降りしきる小雨の中で
小さいころ、雨が大好きだった私は偶然、雨の上がる瞬間を見ることができました。
あの時のことは忘れることができません。
一瞬にして晴れ渡る気持ちが伝わればいいなぁと思います。
いつだっただろう。
降りしきる小雨の中、傘も差さずその場で空を見つめている高校生の私と齢の近そうな男の人をみかけた。
どこだっただろう。
確か両側を田んぼで挟まれたどこにでもある細い農道だった気がする。
「ねぇ、どうしたの?」
私は塾の帰り。
朝の天気予報で午後からは雨が降ると聞いていたので傘は持ってきていたのだが思ったよりも降らず、鼻歌を歌う余裕すらあった。

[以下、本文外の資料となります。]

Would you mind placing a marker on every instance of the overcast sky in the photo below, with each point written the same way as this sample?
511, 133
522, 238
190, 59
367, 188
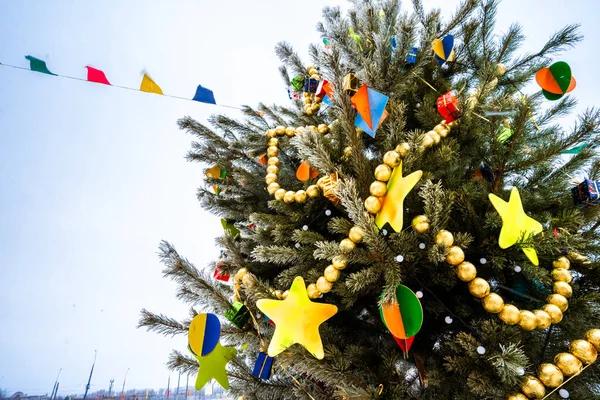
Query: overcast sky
93, 177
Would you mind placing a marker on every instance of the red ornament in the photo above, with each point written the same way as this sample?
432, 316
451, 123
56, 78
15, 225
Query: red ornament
449, 107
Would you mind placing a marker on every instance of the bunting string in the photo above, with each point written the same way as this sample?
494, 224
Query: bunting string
203, 95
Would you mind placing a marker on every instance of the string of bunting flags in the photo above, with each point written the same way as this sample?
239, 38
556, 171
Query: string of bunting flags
148, 85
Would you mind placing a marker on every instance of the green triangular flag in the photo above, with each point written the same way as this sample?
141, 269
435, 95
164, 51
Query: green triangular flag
35, 64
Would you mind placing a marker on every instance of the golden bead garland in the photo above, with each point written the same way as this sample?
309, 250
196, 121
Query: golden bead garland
552, 375
312, 103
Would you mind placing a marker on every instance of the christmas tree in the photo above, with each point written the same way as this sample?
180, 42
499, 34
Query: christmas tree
409, 227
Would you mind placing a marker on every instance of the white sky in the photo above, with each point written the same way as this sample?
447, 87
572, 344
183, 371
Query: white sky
93, 177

そしてふと目の前に立っていた男の人は太陽を遮る灰色の雲をじっと睨んでいるようにも見えた。
「……」
普段自分から男の人になんて話しかけないのになぜか声をかけてしまった。
声をかけなきゃ、と思ったんだ。
「えー……と、風邪――――ひいちゃいますよ?」
この程度の雨なら風邪はひかない。
だけど私は男の人に返事をしてもらいたかった。
なぜかはわからないけれど。
「――――すぐ、――――――なんだ」
「え?」
うまく聞き取れなかった。
雨のせい? いや、こんな小雨で声がさえぎられるはずはない。
この人の声が折れそうなくらいに弱々しかったんだ。
「大丈夫、もう少しで晴れそうなんだ」
男の人はまっすぐ空を見上げたまま、そう言った。
その言葉の端に期待のようなものが感じ取れた。
「確かにそうだけど……。晴れるのを待ってどうするの?」
「見届けたいんだ、雨が上がる瞬間を」
雨が上がる瞬間を見届けてどうするんだろう。
私は馬鹿馬鹿しいと思いながらも男の人を無視して帰ることはできなかった。
「いつからここにいるの?」
「雨が降り出したとき」
「三十分も前じゃない!」
雨が降り出したのは三十分前、小雨からひどくなるような感じではないが、足元には気をつけなければならない。
男の人はその時からここにいるというのだ。
灰色の雲が流れていく。雲の奥に明るい太陽の影が見えた。
「なんでこんなことしてるの?」
「雨が上がって太陽が顔をのぞかせる瞬間がとても好きなんだ。綺麗じゃないか?」
「それでも……傘くらいさせばいいじゃない」
「これくらいの雨に傘はいらないよ。
むしろ雨を感じるほうが楽しいからさ」
変わってるなぁ、この人。
確かにこの人を見てると楽しそうに見える。
私も傘をたたんで晴れるのを待ってみることにした。
こんな機会、多分もうない。
しとしと雨が髪を濡らし、肩を濡らす。
だけど不思議と不快感はなかった。
ただ太陽が現れるのが待ち遠しかった。
「もうすぐ雲が晴れるね」
灰色の雲が遠くへと流れていき、雲が切れ、その隙間から太陽がちらりと顔をのぞかせた。
「わぁっ! 今、太陽出たよね?」
「うん、そろそろだ」
男の人の言う通り、その直後、雲が途切れ、太陽の光が地上を照らした。
遠くの山のすそに薄い虹が架かる。
前髪についた雨のしずくが太陽の光できらきらと輝く。
「ね? この一瞬。すぐに露は消えてしまうから本当に一瞬なんだよ。綺麗でしょ?」
「う、うん!」
腕時計を見ると、二十分も経っていた。
馬鹿馬鹿しいけどこの時間は無駄じゃなかった。
この男の人はこの一瞬のために雨に濡れていた。
きっと待っていた分だけ綺麗に見えるんだろう。
私も少しわかったような気がした。
「ねぇ、あなたはどこから――――」
隣を見るとそこには誰もいなかった。
ただ彼の体の分だけ濡れていない場所が残されているだけだった。
好きなことを楽しそうにやっている人を見ると惹きつけられる。
私は男の人がただ太陽を待っていることに惹かれた。
そして真似をした。
一生懸命は人を惹きつける、長い我慢は輝く一瞬のために。
誰かに聞いたことのあるような言葉が頭を巡った。
「綺麗だなぁ、太陽」
私は鞄を持って家に向かって駆けだした。
また小雨の日にはここに来よう。
またあの人がいるかもしれない。